Expert view
11 December 2015
The view from Paris: what climate change means for smallholder farmers
Exhausting as it is to be living out of a suitcase, I feel fortunate that my current trip to Paris to attend side events at the COP 21 climate change talks follows hot on the heels of a visit to rural Ethiopia.
Just ten days ago my home for a few days was Halaba in Ethiopia’s SNNPR region, a remote small market town a world away from the bustling boulevards and bistros of Paris. Nestled in rolling hills, Halaba is surrounded by village after village where smallholder farmers living in traditional thatch-roofed round houses try to eke out a living for their families cultivating small plots of land.
I knew before my arrival in Halaba that the area was gripped by the ravages of drought, but I was unprepared for its severity. Younger farmers trying to cope with multiple crop failures told me they had never seen anything like it. Older ones said this year’s drought is as bad, if not worse, than 1985’s.
With these words still ringing in my ears, I arrived in Paris with renewed determination to play my part in standing up for smallholder farmers across Africa: people who have done so little to contribute to climate change but are the ones suffering so much from its effects.
Climate trends
While the extremity of the drought in Halaba is no doubt exacerbated by this year’s exceptionally strong El Niño event, it’s clear that even in non El Niño years, global temperatures are on the rise. And while this has been contained to just short of 1⁰ in the past 40 years, if we continue to burn fossil fuels at the current rate, global temperatures could rise by as much as 4⁰ by 2090.

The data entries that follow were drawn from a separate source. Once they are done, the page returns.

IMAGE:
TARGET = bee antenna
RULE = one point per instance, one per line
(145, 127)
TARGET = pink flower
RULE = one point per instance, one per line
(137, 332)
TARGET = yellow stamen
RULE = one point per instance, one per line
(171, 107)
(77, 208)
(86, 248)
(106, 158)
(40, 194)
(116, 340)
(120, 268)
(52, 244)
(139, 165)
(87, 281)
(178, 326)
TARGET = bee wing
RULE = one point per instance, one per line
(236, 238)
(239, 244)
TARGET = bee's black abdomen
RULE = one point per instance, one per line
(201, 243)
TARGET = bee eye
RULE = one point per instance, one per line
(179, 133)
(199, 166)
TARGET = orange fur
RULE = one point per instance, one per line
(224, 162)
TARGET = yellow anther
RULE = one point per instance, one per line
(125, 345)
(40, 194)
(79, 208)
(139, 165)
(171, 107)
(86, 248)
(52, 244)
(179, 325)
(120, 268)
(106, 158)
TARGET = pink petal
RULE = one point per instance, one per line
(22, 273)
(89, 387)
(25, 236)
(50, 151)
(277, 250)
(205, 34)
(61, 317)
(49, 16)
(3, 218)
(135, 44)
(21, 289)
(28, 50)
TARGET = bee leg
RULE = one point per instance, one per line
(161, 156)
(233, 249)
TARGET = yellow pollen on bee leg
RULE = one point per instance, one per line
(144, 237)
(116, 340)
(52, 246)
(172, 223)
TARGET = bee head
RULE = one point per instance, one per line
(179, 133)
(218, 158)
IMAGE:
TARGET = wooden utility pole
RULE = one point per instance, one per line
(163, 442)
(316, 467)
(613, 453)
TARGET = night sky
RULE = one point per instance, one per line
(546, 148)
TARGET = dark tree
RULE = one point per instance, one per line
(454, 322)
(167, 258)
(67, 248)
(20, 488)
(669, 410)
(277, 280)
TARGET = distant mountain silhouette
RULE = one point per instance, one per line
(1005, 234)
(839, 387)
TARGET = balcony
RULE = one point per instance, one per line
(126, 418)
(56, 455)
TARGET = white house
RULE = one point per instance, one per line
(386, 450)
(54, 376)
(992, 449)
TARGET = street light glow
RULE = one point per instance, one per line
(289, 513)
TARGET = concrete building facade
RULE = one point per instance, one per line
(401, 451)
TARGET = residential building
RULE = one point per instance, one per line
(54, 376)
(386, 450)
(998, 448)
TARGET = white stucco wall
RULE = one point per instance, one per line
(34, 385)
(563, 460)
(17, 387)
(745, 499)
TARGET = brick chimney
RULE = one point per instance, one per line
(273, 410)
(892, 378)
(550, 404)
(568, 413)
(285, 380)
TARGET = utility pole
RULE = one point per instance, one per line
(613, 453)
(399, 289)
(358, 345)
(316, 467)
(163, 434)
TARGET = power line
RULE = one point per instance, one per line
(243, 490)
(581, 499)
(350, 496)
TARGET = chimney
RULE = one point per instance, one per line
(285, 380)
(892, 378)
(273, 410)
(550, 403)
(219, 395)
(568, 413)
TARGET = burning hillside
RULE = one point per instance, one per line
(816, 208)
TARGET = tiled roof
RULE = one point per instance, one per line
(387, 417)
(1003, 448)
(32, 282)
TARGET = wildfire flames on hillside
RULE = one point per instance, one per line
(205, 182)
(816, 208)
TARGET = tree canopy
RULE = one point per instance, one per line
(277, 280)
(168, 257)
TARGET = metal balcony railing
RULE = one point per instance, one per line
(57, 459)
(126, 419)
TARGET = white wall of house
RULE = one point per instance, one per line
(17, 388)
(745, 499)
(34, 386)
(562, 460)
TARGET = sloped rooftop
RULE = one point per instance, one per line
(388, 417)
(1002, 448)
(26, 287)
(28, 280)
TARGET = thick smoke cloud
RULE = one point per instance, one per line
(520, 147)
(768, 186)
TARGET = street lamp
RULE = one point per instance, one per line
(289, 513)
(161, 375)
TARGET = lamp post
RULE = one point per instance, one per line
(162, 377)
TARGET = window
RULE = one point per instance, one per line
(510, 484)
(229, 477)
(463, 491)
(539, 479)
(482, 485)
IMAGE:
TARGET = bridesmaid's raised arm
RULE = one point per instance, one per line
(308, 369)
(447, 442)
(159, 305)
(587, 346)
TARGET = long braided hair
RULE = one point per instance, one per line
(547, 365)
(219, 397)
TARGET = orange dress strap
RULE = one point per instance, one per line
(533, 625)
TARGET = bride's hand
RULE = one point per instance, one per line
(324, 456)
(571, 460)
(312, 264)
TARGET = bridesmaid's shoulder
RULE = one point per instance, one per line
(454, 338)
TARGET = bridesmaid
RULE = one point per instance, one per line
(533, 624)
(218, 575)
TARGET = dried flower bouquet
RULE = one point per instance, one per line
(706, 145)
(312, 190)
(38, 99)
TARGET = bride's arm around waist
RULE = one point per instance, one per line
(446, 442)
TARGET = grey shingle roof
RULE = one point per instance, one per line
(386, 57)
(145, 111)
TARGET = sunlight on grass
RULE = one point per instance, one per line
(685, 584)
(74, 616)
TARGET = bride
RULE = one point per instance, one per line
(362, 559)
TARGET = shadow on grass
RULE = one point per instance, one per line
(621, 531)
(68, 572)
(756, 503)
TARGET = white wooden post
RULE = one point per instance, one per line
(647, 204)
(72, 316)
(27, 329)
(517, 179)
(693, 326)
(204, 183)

It’s not just temperatures that are affected – rainfall has been increasing in intensity across East Africa since 1960, and while in some parts of the world climate models predict higher rainfall and an increased probability of flooding, in others parts drier conditions and more frequent droughts are expected.
Regional variation
The effects of climate change are felt in all the countries where Farm Africa works, affecting different regions in different ways. In Ethiopia for example, the north is expected to become significantly hotter, with rainfall levels declining, while the rest of the country could become wetter, with the largest proportional increases predicted in the driest, easternmost parts of the country.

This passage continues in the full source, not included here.